Lightning-AI / pytorch-lightning

Pretrain, finetune ANY AI model of ANY size on multiple GPUs, TPUs with zero code changes.
https://lightning.ai
Apache License 2.0
28.39k stars 3.38k forks source link

Validation is incorrectly run on resume #20277

Open PiotrDabkowski opened 2 months ago

PiotrDabkowski commented 2 months ago

Bug description

When val_check_interval is used, and the model is resumed the validation is run immediately after resume, wasting resources (causing ckpt save, and whole validation run).

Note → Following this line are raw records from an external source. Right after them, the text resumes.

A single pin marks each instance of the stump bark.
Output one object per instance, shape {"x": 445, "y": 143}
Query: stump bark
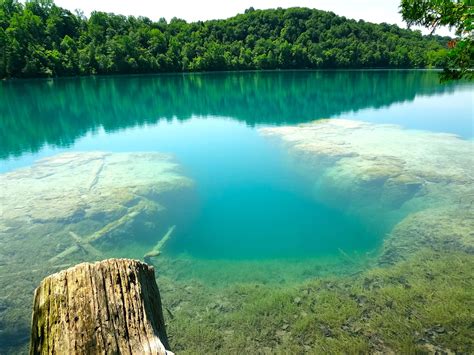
{"x": 111, "y": 307}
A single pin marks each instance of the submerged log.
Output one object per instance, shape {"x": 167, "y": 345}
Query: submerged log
{"x": 112, "y": 306}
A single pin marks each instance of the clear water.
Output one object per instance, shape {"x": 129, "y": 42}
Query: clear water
{"x": 251, "y": 204}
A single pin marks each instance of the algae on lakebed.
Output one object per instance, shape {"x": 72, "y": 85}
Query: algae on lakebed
{"x": 417, "y": 296}
{"x": 77, "y": 207}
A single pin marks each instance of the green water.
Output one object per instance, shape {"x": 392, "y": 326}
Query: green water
{"x": 251, "y": 209}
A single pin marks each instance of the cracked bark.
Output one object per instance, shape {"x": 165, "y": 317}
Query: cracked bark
{"x": 112, "y": 306}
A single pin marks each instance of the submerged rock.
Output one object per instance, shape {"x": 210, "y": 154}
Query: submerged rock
{"x": 419, "y": 182}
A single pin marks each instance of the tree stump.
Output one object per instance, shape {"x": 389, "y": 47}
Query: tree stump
{"x": 112, "y": 307}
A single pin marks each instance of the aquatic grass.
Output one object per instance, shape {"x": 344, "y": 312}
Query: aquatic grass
{"x": 419, "y": 305}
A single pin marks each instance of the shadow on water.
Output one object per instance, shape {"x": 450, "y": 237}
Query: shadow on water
{"x": 57, "y": 112}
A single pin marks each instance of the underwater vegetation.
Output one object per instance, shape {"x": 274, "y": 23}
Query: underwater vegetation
{"x": 77, "y": 207}
{"x": 61, "y": 111}
{"x": 414, "y": 295}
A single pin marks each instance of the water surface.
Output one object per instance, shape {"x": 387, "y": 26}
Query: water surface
{"x": 253, "y": 215}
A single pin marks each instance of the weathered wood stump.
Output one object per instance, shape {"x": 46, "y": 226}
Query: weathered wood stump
{"x": 112, "y": 307}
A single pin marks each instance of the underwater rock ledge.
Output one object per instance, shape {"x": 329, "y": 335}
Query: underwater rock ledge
{"x": 421, "y": 184}
{"x": 112, "y": 306}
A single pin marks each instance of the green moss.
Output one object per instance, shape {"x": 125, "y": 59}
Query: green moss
{"x": 417, "y": 305}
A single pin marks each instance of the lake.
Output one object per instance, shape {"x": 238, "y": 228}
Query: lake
{"x": 262, "y": 178}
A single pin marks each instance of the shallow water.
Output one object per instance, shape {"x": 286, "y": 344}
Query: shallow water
{"x": 254, "y": 212}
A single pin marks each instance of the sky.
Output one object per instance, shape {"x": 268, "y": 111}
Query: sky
{"x": 194, "y": 10}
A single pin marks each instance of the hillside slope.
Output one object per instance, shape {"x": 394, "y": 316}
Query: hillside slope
{"x": 41, "y": 39}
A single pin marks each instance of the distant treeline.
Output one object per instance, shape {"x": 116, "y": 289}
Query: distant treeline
{"x": 57, "y": 112}
{"x": 41, "y": 39}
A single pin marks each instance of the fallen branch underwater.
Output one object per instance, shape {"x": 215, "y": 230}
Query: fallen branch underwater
{"x": 157, "y": 248}
{"x": 85, "y": 244}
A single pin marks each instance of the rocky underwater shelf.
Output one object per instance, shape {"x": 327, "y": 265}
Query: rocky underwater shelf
{"x": 414, "y": 294}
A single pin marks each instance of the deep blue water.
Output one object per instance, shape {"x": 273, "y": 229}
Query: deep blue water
{"x": 250, "y": 203}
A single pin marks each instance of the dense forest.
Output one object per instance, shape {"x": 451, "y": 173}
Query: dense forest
{"x": 39, "y": 38}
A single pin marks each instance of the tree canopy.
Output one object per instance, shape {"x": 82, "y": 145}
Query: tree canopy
{"x": 457, "y": 15}
{"x": 40, "y": 39}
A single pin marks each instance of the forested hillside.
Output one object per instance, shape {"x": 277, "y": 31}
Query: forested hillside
{"x": 41, "y": 39}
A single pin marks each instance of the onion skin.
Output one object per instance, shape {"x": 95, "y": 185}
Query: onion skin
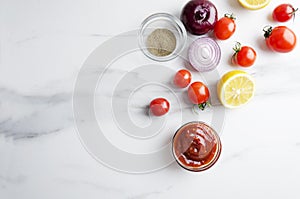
{"x": 199, "y": 16}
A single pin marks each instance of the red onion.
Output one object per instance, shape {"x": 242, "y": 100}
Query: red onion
{"x": 204, "y": 54}
{"x": 199, "y": 16}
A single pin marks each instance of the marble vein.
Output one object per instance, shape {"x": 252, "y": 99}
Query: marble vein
{"x": 28, "y": 116}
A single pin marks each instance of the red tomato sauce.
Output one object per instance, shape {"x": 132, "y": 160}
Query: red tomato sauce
{"x": 196, "y": 146}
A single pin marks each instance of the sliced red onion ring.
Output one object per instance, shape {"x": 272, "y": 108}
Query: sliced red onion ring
{"x": 204, "y": 54}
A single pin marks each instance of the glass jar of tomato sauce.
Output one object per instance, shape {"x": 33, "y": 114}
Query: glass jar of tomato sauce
{"x": 196, "y": 146}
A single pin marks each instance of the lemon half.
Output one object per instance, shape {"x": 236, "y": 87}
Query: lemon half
{"x": 254, "y": 4}
{"x": 236, "y": 88}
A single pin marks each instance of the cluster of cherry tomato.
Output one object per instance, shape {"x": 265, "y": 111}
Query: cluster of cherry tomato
{"x": 279, "y": 39}
{"x": 198, "y": 93}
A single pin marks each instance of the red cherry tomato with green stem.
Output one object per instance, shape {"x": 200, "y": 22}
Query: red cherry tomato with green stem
{"x": 225, "y": 27}
{"x": 244, "y": 56}
{"x": 182, "y": 78}
{"x": 284, "y": 12}
{"x": 198, "y": 93}
{"x": 159, "y": 106}
{"x": 280, "y": 39}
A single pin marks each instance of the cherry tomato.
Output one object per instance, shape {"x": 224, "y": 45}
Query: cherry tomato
{"x": 198, "y": 93}
{"x": 244, "y": 56}
{"x": 225, "y": 27}
{"x": 159, "y": 106}
{"x": 182, "y": 78}
{"x": 280, "y": 39}
{"x": 284, "y": 12}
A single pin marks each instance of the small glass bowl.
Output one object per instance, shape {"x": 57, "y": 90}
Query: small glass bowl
{"x": 196, "y": 146}
{"x": 162, "y": 21}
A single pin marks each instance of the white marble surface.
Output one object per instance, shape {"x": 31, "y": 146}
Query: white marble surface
{"x": 43, "y": 45}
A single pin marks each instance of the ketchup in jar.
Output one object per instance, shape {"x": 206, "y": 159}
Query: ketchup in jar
{"x": 196, "y": 146}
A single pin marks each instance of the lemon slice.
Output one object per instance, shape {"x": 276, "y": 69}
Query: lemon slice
{"x": 236, "y": 88}
{"x": 254, "y": 4}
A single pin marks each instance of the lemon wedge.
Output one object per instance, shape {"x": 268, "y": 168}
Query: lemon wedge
{"x": 236, "y": 88}
{"x": 254, "y": 4}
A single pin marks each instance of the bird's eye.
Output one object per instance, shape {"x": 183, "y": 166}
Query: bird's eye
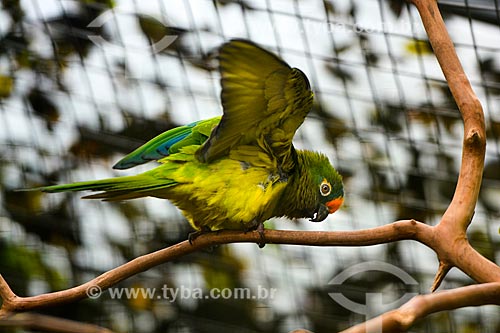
{"x": 325, "y": 188}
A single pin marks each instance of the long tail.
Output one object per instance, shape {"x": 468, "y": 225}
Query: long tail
{"x": 113, "y": 189}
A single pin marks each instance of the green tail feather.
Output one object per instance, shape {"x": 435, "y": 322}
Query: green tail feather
{"x": 113, "y": 189}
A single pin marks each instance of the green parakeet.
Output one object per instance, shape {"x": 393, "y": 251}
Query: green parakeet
{"x": 241, "y": 169}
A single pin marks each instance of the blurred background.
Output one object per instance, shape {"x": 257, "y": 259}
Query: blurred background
{"x": 84, "y": 82}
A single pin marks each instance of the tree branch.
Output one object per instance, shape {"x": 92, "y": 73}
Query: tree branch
{"x": 406, "y": 229}
{"x": 420, "y": 306}
{"x": 457, "y": 217}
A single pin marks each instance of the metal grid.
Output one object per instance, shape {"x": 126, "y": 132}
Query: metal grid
{"x": 70, "y": 107}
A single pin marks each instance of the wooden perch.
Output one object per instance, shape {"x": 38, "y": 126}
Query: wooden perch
{"x": 447, "y": 239}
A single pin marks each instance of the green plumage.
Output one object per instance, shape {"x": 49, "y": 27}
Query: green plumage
{"x": 238, "y": 170}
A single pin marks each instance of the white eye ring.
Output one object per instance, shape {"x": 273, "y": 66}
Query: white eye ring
{"x": 325, "y": 188}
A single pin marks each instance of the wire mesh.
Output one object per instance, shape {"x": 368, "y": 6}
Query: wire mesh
{"x": 84, "y": 82}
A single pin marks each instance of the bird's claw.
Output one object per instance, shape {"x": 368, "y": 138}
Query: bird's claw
{"x": 260, "y": 230}
{"x": 195, "y": 234}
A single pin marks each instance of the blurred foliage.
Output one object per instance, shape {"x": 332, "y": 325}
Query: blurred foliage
{"x": 419, "y": 190}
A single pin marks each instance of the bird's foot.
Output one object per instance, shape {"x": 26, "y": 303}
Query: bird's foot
{"x": 195, "y": 234}
{"x": 259, "y": 227}
{"x": 260, "y": 230}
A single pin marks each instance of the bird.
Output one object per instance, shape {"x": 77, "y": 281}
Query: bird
{"x": 238, "y": 170}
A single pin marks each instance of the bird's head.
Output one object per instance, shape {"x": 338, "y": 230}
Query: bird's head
{"x": 327, "y": 187}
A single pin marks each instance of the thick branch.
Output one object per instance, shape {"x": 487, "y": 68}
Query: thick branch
{"x": 420, "y": 306}
{"x": 456, "y": 219}
{"x": 408, "y": 229}
{"x": 460, "y": 211}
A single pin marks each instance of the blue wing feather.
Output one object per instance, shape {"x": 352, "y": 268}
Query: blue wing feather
{"x": 168, "y": 143}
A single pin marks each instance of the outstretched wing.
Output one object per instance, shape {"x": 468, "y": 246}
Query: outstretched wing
{"x": 169, "y": 142}
{"x": 264, "y": 102}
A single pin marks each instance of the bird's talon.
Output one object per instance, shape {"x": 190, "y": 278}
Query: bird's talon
{"x": 195, "y": 234}
{"x": 260, "y": 230}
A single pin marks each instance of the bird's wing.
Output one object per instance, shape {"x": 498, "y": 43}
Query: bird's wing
{"x": 264, "y": 102}
{"x": 169, "y": 142}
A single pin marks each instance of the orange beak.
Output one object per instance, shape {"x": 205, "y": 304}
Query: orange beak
{"x": 334, "y": 204}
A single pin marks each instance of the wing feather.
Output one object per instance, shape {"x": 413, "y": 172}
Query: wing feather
{"x": 264, "y": 102}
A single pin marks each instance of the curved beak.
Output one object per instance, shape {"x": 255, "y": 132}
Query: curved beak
{"x": 334, "y": 205}
{"x": 320, "y": 214}
{"x": 322, "y": 211}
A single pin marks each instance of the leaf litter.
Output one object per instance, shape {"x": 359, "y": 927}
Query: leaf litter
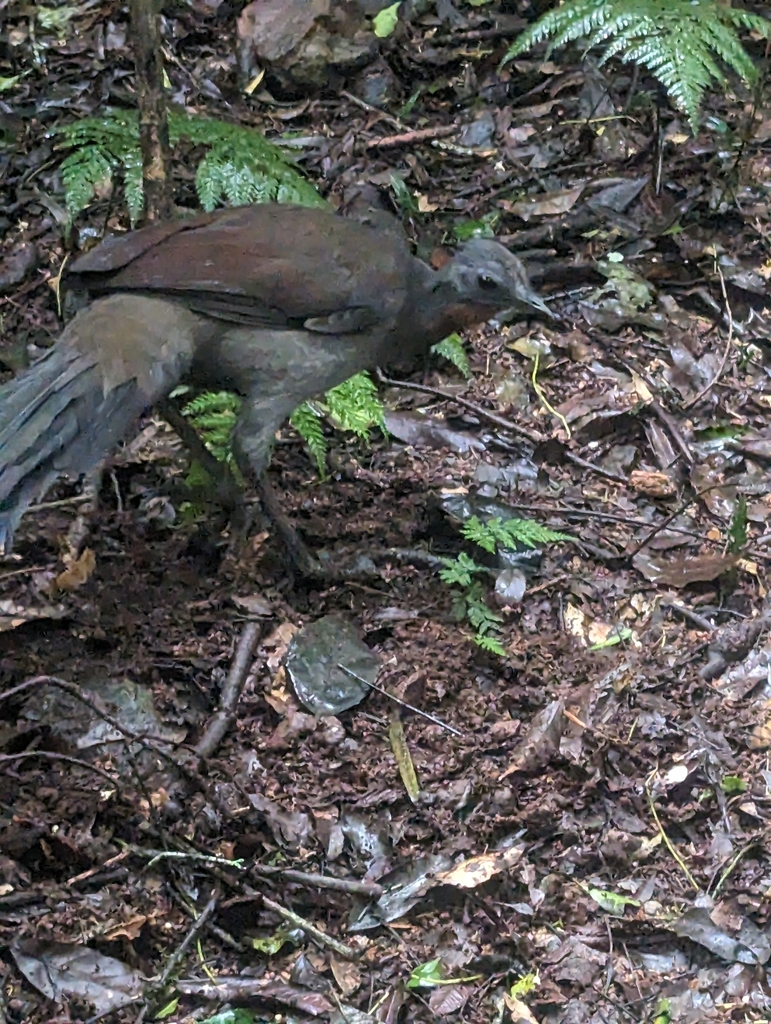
{"x": 596, "y": 820}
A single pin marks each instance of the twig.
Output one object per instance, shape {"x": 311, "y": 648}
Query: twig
{"x": 690, "y": 615}
{"x": 314, "y": 933}
{"x": 666, "y": 838}
{"x": 729, "y": 342}
{"x": 382, "y": 115}
{"x": 678, "y": 511}
{"x": 231, "y": 691}
{"x": 494, "y": 418}
{"x": 410, "y": 137}
{"x": 398, "y": 700}
{"x": 50, "y": 756}
{"x": 369, "y": 889}
{"x": 199, "y": 923}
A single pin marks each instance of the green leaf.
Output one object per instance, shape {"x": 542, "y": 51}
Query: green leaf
{"x": 354, "y": 404}
{"x": 526, "y": 984}
{"x": 168, "y": 1010}
{"x": 426, "y": 976}
{"x": 490, "y": 644}
{"x": 610, "y": 901}
{"x": 737, "y": 529}
{"x": 465, "y": 229}
{"x": 386, "y": 20}
{"x": 240, "y": 164}
{"x": 451, "y": 348}
{"x": 686, "y": 44}
{"x": 732, "y": 783}
{"x": 307, "y": 423}
{"x": 616, "y": 636}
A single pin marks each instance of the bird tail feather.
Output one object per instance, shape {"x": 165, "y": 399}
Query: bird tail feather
{"x": 63, "y": 415}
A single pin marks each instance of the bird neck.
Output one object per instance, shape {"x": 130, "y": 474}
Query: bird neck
{"x": 441, "y": 311}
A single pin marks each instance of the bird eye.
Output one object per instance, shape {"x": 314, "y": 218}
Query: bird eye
{"x": 486, "y": 283}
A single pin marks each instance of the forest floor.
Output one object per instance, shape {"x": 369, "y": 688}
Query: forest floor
{"x": 586, "y": 839}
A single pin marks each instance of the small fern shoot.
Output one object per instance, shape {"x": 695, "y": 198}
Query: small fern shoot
{"x": 679, "y": 41}
{"x": 241, "y": 165}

https://github.com/Lightning-AI/pytorch-lightning/discussions/18110

What version are you seeing the problem on?

v2.4

How to reproduce the bug

No response

Error messages and logs

No response

Environment

No response

More info

No response

PiotrDabkowski commented 2 months ago

This has been reported once and fixed. But the regression has been introduced in 1.6.0 https://github.com/Lightning-AI/pytorch-lightning/issues/11504

ryxli commented 1 month ago

Was fixed previously with (https://github.com/Lightning-AI/pytorch-lightning/pull/11552):

        # while restarting with no fault-tolerant, batch_progress.current.ready is -1
        if batch_idx == -1:
            return False

batch_idx was removed some time back, now should the logic be?

        if self.restarting:
            return False
PiotrDabkowski commented 1 day ago

@lantiga this is a really problematic issue, just a completely bugged experience, would be nice to get it fixed asap.